Comparing soil pesticide movement for a finite-element model and field measurements under drip chemigation

Soil pesticide samples were collected from a field experiment where drip chemigation of the systemic insecticide, imidacloprid, was used to protect muskmelon (cantaloupe) plants from cucumber beetles. After the soil samples were analyzed and efficacy in controlling the insect pest was determined, the finite element model LEWASTE was configured to simulate: (1) drip chemigation of a pesticide in raised beds under plastic mulch, (2) advective/dispersive movement of pesticide from rainwater infiltration and drip irrigation, and (3) root extraction of pesticide with soil water. Only available parameters were input to the model domain without measuring specific soil parameters at the field site and then the model was executed to simulate soil distribution of pesticide during the period of efficacy. A linear regression of measured versus predicted pesticide concentration in the soil indicated a strong relationship between the model and the field study with a slope of 0.89, an intercept of -7.05 ppb and an r2 of 0.97. The model and soil samples also showed that the pesticide, imidacloprid, did not leach during the time frame of evaluation and that 70% of the pesticide was still located in the root zone when efficacy ceased.

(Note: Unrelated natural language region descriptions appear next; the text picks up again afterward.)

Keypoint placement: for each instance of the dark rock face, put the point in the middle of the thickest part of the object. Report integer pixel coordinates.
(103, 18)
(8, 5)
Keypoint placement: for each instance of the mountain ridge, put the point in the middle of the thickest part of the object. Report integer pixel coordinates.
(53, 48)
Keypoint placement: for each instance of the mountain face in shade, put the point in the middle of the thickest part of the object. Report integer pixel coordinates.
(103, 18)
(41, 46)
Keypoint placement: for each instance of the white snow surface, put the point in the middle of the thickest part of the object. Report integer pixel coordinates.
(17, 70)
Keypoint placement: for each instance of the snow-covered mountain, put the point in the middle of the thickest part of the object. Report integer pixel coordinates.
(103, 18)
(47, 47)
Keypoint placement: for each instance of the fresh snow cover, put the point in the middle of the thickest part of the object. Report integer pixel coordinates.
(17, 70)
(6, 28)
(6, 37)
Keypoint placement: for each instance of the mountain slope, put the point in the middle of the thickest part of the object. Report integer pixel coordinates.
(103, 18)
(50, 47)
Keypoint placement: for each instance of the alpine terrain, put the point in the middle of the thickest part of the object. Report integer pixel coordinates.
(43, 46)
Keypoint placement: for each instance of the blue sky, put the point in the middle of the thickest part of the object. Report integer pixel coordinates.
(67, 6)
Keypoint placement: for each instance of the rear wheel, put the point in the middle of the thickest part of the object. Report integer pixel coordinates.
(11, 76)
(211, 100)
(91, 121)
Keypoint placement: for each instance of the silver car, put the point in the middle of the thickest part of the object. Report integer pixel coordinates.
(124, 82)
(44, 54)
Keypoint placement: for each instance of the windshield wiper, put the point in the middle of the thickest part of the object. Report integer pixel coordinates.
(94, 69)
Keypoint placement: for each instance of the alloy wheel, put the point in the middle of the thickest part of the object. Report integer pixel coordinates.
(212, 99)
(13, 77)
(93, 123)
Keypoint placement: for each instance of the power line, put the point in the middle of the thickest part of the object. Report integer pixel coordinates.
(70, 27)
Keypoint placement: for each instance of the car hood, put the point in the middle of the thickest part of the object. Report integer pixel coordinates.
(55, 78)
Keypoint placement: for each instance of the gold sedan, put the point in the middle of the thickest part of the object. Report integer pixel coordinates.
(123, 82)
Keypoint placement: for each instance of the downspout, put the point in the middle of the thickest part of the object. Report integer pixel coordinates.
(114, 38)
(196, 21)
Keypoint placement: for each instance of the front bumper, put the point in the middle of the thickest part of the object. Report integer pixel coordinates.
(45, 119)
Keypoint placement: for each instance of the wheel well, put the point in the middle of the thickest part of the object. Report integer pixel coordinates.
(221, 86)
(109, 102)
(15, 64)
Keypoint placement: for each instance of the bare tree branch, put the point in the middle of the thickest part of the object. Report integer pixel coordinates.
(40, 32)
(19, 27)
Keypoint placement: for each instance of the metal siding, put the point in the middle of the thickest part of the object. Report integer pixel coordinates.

In addition, the model calculated that only 11% of the applied pesticide was absorbed by the muskmelon plants during the period of efficacy. These results suggest that as the plants developed from 9 to 800 g, the muskmelons outgrew the source of the pesticide instead of the pesticide source being depleted for use by the plant via leaching, uptake, and degradation. Numerical modeling of drip chemigation can help researchers understand crop production factors such as the efficacy of a pesticide in addition to the fate and transport of pesticide.